Like so many other theaters in town, The Shakespeare adapted to the situation, first moving its final show of the season, Much Ado About Nothing, to Spring of 2021. Then, Godwin and his creative crew devised virtual solutions to keep audiences engaged during the region’s “stay-at-home” confinement. One was to showcase Britain’s National Theatre recorded streams, including the Godwin-helmed Antony & Cleopatra, with Ralph Fiennes and Sophie Okonedo, free of charge, now through May 14, on the Shakespeare Theatre’s website.
“We are all in the same play now,” says Godwin. “It’s unheard of when so many millions of people across the planet are all in the same conditions — it’s a drama that we’re all sharing. We all also share a need for stories. The muscle in us that requires narrative is searching for how to get that. I think it’s incumbent on theatres to go, ‘How do we freshly engage and provide narrative?'”
So Godwin and company devised “The Shakespeare Hour,” a weekly videocast that finds the director and dramaturg Drew Lichtenberg in conversation with various theatrical luminaries, discussing Shakespearean works. On Wednesday, May 13, Godwin welcomes the Washington Post theater critic Peter Marks, along with actor Patrick Page and Tony-winning director Rebecca Taichman, to discuss The Winter’s Tale and The Tempest.
“I want it to be a chatty, informed, engaging exploration of why Shakespeare is great,” says Godwin of the series. “People should feel like they’re with us in the room. It should feel intimate, it should feel spontaneous. It’s a time to have access to people that you might not normally have access to.”
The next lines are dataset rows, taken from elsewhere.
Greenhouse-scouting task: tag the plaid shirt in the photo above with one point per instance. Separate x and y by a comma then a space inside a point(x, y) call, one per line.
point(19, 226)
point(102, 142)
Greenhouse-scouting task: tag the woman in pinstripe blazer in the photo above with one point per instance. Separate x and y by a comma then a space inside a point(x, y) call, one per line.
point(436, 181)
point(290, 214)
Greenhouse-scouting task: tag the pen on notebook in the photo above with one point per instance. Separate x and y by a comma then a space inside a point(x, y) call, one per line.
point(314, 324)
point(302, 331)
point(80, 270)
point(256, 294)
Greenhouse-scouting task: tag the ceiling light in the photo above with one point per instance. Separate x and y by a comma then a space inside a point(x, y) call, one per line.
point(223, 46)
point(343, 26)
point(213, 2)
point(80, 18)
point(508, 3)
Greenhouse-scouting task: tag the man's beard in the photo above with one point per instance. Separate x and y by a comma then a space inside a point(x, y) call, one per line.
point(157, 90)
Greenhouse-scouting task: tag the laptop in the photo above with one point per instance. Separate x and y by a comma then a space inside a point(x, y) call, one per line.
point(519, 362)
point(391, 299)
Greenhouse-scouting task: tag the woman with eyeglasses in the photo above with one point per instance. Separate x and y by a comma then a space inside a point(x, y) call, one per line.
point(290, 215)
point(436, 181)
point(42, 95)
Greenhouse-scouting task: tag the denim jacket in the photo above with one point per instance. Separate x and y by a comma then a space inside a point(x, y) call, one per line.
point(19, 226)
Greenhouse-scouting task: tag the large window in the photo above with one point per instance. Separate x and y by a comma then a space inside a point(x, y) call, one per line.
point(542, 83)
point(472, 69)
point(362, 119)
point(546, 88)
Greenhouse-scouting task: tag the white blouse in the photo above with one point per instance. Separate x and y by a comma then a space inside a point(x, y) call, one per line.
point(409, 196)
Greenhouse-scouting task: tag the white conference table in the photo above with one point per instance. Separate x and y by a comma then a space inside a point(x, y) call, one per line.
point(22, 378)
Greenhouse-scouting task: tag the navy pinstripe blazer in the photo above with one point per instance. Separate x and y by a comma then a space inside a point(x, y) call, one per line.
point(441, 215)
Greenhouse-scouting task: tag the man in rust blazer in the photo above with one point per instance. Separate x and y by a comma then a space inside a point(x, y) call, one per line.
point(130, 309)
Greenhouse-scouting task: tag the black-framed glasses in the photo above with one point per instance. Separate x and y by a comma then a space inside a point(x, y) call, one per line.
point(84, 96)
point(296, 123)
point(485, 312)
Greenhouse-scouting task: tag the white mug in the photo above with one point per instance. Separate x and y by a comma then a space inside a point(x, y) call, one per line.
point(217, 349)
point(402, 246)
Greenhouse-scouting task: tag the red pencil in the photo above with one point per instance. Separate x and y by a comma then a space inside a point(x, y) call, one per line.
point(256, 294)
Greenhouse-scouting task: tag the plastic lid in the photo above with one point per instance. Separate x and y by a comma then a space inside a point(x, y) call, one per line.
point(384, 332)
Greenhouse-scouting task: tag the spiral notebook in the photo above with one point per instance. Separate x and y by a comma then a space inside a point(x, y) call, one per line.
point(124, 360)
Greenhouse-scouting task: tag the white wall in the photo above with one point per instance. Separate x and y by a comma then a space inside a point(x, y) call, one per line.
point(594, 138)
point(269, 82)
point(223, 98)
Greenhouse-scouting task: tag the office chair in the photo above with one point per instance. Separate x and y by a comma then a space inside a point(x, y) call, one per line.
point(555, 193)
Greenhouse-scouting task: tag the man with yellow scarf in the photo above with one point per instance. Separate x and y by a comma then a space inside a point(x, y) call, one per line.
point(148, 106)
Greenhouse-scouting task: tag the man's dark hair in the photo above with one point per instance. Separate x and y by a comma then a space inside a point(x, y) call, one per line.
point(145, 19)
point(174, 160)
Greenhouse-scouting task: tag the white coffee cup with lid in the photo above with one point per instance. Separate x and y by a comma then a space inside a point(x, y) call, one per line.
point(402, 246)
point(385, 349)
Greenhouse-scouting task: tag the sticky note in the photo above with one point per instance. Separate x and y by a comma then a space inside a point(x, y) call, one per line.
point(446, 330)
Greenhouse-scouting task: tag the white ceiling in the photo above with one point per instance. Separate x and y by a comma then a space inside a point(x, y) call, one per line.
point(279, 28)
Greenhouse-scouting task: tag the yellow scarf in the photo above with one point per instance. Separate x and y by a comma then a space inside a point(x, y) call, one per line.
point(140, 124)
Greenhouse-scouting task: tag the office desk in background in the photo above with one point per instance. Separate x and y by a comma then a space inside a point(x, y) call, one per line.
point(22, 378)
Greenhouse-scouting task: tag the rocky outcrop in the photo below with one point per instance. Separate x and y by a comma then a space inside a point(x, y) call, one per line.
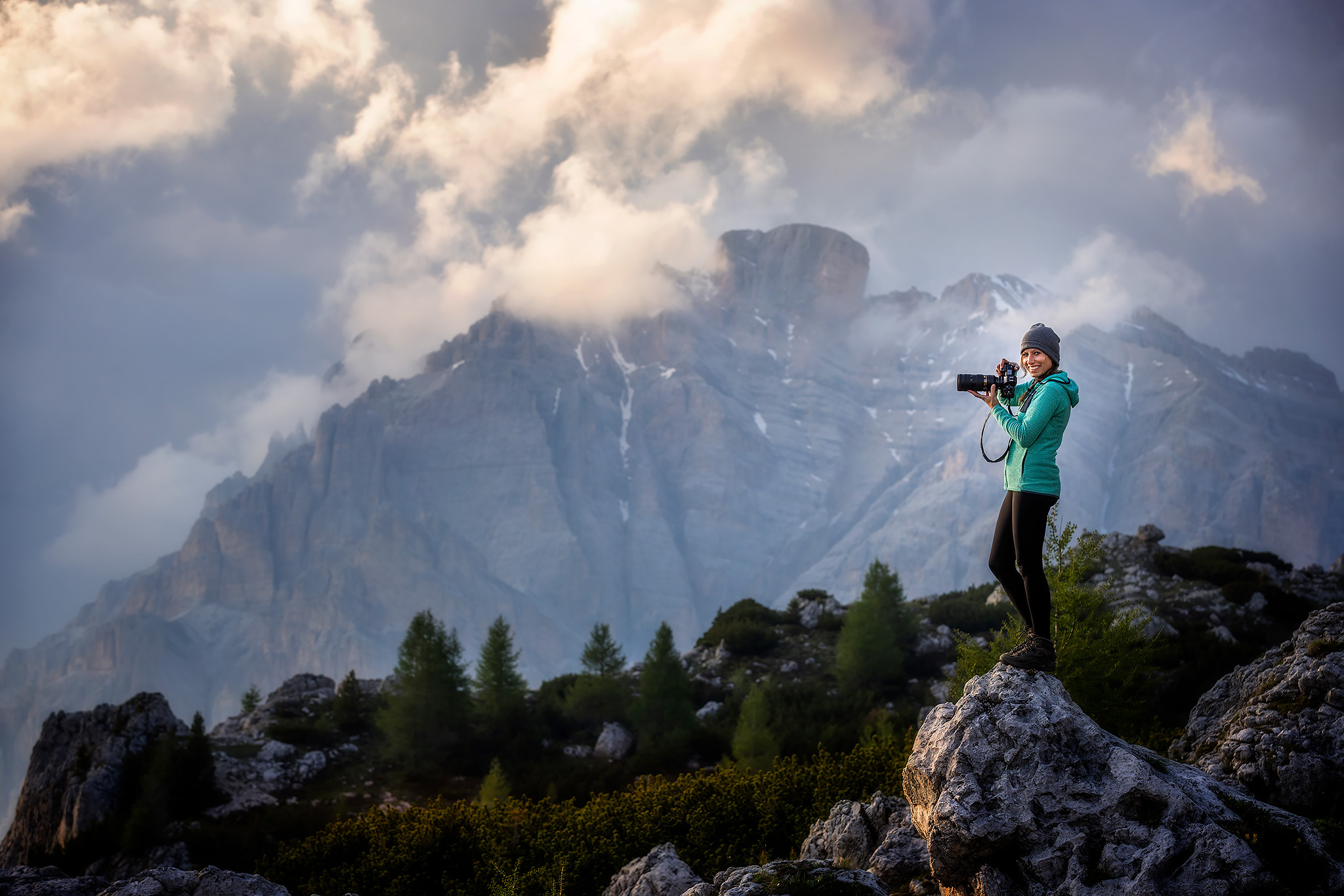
point(784, 878)
point(23, 880)
point(1018, 792)
point(878, 836)
point(207, 882)
point(1274, 729)
point(75, 774)
point(659, 874)
point(252, 767)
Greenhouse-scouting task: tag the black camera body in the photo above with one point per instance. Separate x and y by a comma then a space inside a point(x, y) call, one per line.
point(1007, 382)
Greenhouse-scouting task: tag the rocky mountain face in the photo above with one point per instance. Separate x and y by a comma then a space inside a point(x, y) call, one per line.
point(777, 432)
point(75, 777)
point(1274, 729)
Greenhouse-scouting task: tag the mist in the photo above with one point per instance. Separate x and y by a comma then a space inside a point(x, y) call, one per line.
point(202, 211)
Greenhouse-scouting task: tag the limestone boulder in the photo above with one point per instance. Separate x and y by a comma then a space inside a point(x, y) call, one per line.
point(1274, 729)
point(659, 874)
point(1018, 792)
Godwin is finding ways to have hope through these times. “To quote Emerson, ‘Every wall is a door,'” he says. “Every challenge is also an opportunity. It’s been a great time, for me, of sadness, absolutely. But also one of reflection and really thinking carefully about what the theater is going to be standing for in the next few years. Theater is essentially the gathering of human beings, and that gathering part of our nature has been so present since the beginning of time. To survive so many trials, not least in Shakespeare’s time of the plague, makes me feel that the overwhelming wish to be together will return and it will return stronger than ever. It might take a while, and it might take some breakthroughs in science before we are all comfortable to sit together as we once did, but when we do, I think it will feel newly important, significant, and powerful to be back in contact with each other as human beings.”
He notes that in Shakespeare’s time, the plague drove the Bard into his own isolation, where he wrote Macbeth and King Lear.
“He went back to Stratford-upon-Avon and thought to himself, ‘What does the world need when we come back? I think it might need one of the [most] harrowing tragedies ever written.’ And he gets his pen out and off he goes. So, in a way, we have to thank pestilence for giving us great artwork.”